Winnie-the-Pooh by A.A. Milne: I’ve been a big fan of Winnie-the-Pooh since I was a kid. I used to watch the old show at my grandma’s house, and when I finally read the classic stories, I was enchanted by the animals of the 100 Acre Wood. There’s a special place in my bookish heart reserved for a boy and his special bear.
Les Misérables by Victor Hugo: I didn’t expect to love this story because 1200 pages of long, thick text is… daunting. But as I read it slowly, one page at a time, I fell in love with the story that was being told. (Except for the Battle of Waterloo. Just no.) The story focuses on redemption and forgiveness above all else, and over 150 years later, those ideas are still important for our world today.

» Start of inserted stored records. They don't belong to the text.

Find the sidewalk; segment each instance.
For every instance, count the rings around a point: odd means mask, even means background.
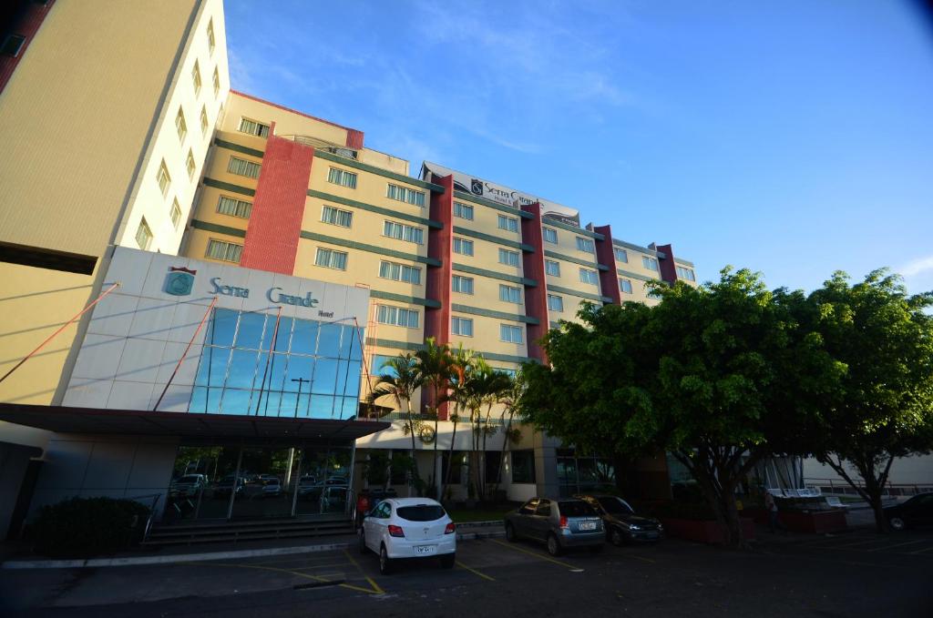
[[[457,525],[457,541],[492,539],[505,536],[501,521],[466,522]],[[289,556],[315,552],[341,551],[355,547],[355,534],[341,534],[318,539],[271,539],[237,543],[216,542],[174,545],[160,549],[137,549],[113,556],[85,559],[51,559],[35,556],[28,546],[0,544],[0,569],[84,569],[175,564],[204,560],[229,560],[265,556]]]

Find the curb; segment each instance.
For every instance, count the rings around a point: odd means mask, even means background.
[[[97,567],[136,567],[151,564],[200,562],[202,560],[226,560],[251,558],[263,556],[289,556],[348,549],[352,543],[331,542],[319,545],[294,547],[270,547],[268,549],[241,549],[230,552],[204,552],[201,554],[174,554],[170,556],[140,556],[125,558],[87,558],[84,560],[8,560],[0,569],[91,569]]]

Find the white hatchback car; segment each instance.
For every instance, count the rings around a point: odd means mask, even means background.
[[[390,498],[370,511],[359,529],[359,551],[379,554],[379,571],[387,575],[397,558],[439,557],[440,566],[453,567],[457,551],[456,526],[436,501],[428,498]]]

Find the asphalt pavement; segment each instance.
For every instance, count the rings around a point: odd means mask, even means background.
[[[0,571],[10,616],[933,616],[933,531],[764,535],[750,551],[676,540],[551,557],[458,543],[457,562],[379,574],[355,547],[140,567]]]

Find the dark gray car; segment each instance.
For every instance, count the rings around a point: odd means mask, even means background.
[[[606,530],[599,514],[581,500],[532,498],[518,510],[506,514],[506,538],[543,541],[548,553],[559,556],[568,547],[601,551]]]
[[[606,535],[613,545],[634,542],[658,542],[664,527],[651,517],[635,515],[634,509],[618,496],[578,495],[592,506],[606,524]]]

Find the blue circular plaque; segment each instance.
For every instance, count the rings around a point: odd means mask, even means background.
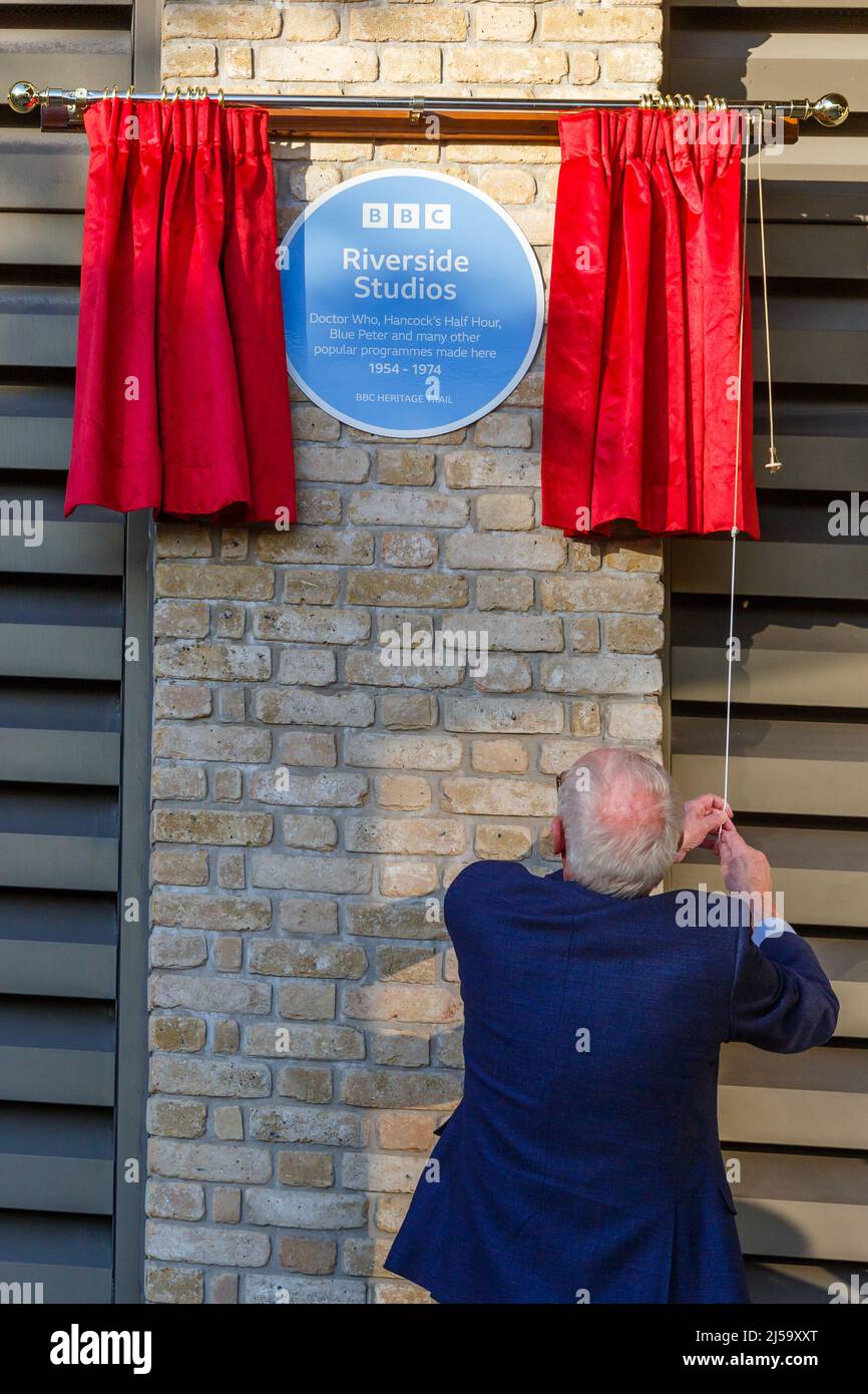
[[[280,250],[287,367],[348,425],[442,435],[528,371],[539,265],[493,199],[447,174],[359,174],[318,198]]]

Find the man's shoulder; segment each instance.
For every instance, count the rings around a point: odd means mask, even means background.
[[[522,861],[500,861],[497,859],[470,861],[451,880],[447,895],[453,891],[470,891],[472,885],[483,881],[490,885],[506,885],[517,880],[536,881],[538,877],[528,871]]]
[[[516,894],[524,885],[532,887],[536,880],[521,861],[471,861],[450,882],[443,902],[446,913],[454,916],[468,898],[476,902],[479,896],[496,895],[502,889]]]

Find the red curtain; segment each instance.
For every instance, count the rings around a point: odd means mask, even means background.
[[[731,113],[560,123],[542,521],[759,535],[750,302],[738,376],[741,135]]]
[[[294,519],[268,114],[109,99],[85,123],[67,514]]]

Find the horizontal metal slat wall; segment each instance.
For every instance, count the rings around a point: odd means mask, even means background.
[[[730,99],[842,91],[839,131],[764,158],[776,445],[769,475],[759,250],[752,276],[762,541],[738,544],[730,799],[784,913],[840,998],[804,1055],[723,1051],[720,1138],[755,1302],[828,1303],[868,1278],[868,538],[829,505],[868,498],[868,6],[669,7],[666,91]],[[755,162],[752,162],[755,215]],[[722,778],[729,538],[669,555],[669,746],[685,797]],[[673,887],[720,888],[708,853]]]
[[[0,86],[127,86],[131,4],[0,4]],[[86,145],[0,120],[0,1281],[110,1302],[124,551],[64,520]],[[6,514],[3,514],[6,516]]]

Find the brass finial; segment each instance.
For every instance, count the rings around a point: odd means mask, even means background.
[[[32,82],[13,82],[6,98],[13,112],[25,116],[39,103],[39,88]]]

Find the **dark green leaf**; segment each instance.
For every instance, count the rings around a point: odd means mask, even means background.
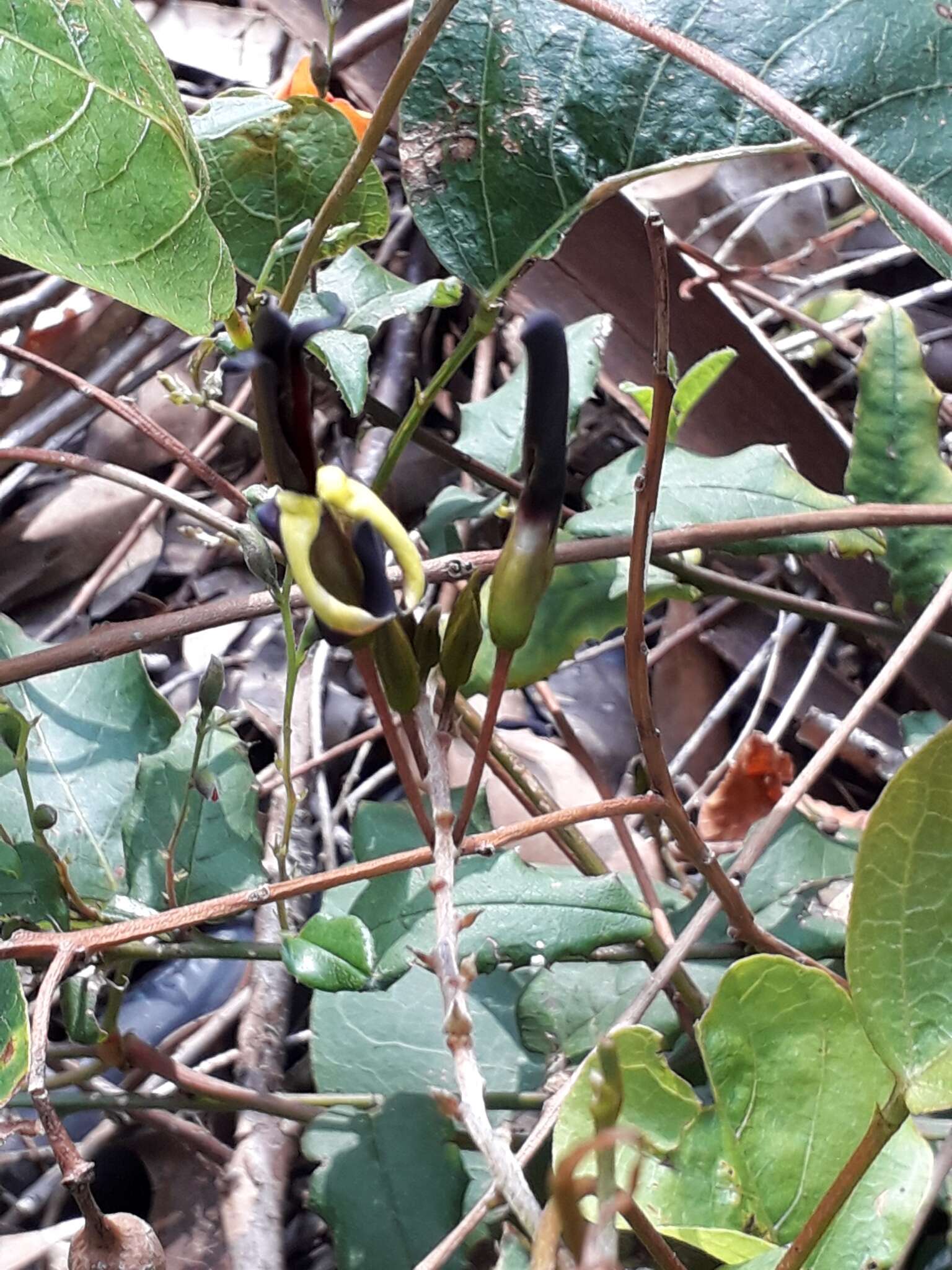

Frankenstein by Mary Shelley: I took a course in college on Mary Shelley and how her story of Frankenstein influenced pop culture and invented the science-fiction genre. But beyond that, her story is interesting and wrestles with a lot of philosophical ideas. Victor, however, is the worst. #teamcreature
Beowulf: I read the Seamus Heaney translation of Beowulf for a Brit Lit class and I loved it. The words were beautiful, the story compelling, and all the dragons and battles and monsters were exciting. Don’t pass this one up. It’s old and awesome. Plus, Tolkien was a fan and it influenced his own writings.
Alice in Wonderland by Lewis Carroll: Alice in Wonderland is a quirky book, but it’s so fun. I love the puns and word play, the randomness of the world, and the characters. It’s only difficult to read if you try to make sense of it and figure out the point. Just read it for the fun of it.
Little House books by Laura Ingalls Wilder: I grew up reading the Little House books and was ready to take off an adventure across the Midwest right alongside Laura and her family. I read the books over and over to the point that I can still tell you almost everything that happens to the Ingalls family as they pioneered across America. And Almanzo Wilder will always be one of my favorite literary gentlemen.
Peter Pan by J.M. Barrie: I love this story so much that I write an 18-page paper about it. Well, it was about J.M. Barrie but it ended up focusing solely on Peter Pan because no one remembers anything else Barrie wrote. There are a few quirky moments throughout the book (or play) that might come across strange, but otherwise, this book is the beloved story we all know about the Boy Who Wouldn’t Grow Up.
Anne of Green Gables by L.M. Montgomery: Just like with Little Women and the Little House books, I grew up with Anne of Green Gables. I read the first book when I was in middle school and watched the movies over and over. Gilbert Blythe is my favorite literary gentleman and he is the standard for any romantic relationship. (Never settle for anything less than a Gilbert Blythe.) I recently read the entire series and fell in love with every page, every adventure.
There are, of course, many other classics I’ve come to love. Anything from Phantom of the Opera and Wuthering Heights to A Wrinkle in Time and Shakespeare’s The Tempest. I can’t, of course, forget J.R.R. Tolkien and C.S. Lewis’ contributions as well.